Estaba decidido, hacía unos minutos habíamos quedado para tomar un café.
Timbra, abro la puerta, entra y lo miro firmemente. Él se deja arrastrar solemne por la fuerza de mis pupilas dilatadas. Y sabe perfectamente lo que viene a continuación de esa mirada, incluso ansía que suceda.
Envueltos por una gravedad anormal, él comienza a caminar hacia atrás y yo avanzo siguiendo su paso hasta chocar con el primer mueble que nos ancle a este mundo.
Y sumergidos en nuestro delicioso ritual sagrado, él se acomoda sobre aquella superficie plana, echando la cabeza hacia atrás y dejando a mi completa disposición su prominente cuerpo.
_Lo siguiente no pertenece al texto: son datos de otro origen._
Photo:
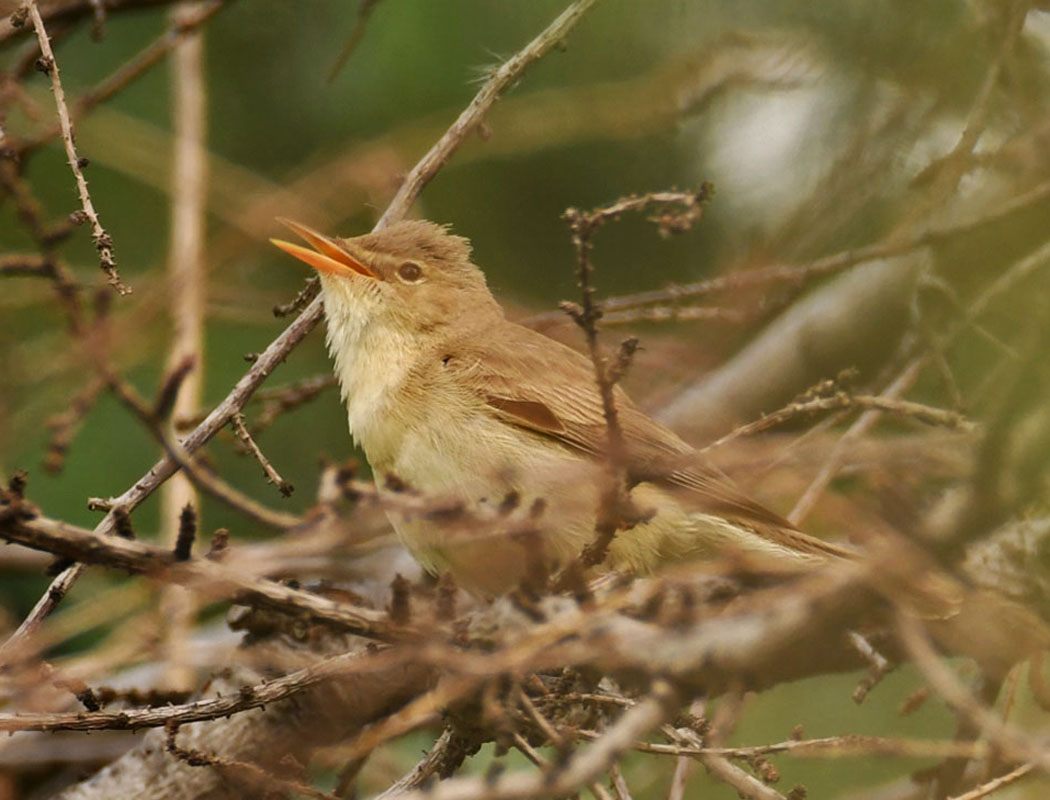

Deslizo la yema de mis dedos por su torso en dirección sur hasta toparme con el hueco propicio para sumergir mis manos y desnudar su piel a mi gusto. Aquello era pura virilidad entre mis circundantes manos que con firmeza me otorgaban tan exquisito banquete. La curva de mi paladar dosificaba de buen gusto su punzante deslizar, quien bien arropado por mi húmeda lengua, se dejaba acariciar a mi antojo, hasta saciarnos por completo.
Ardidos, mojados, sosegados y deseando más de los mismo. Quien invita, atiende, decide y comparte.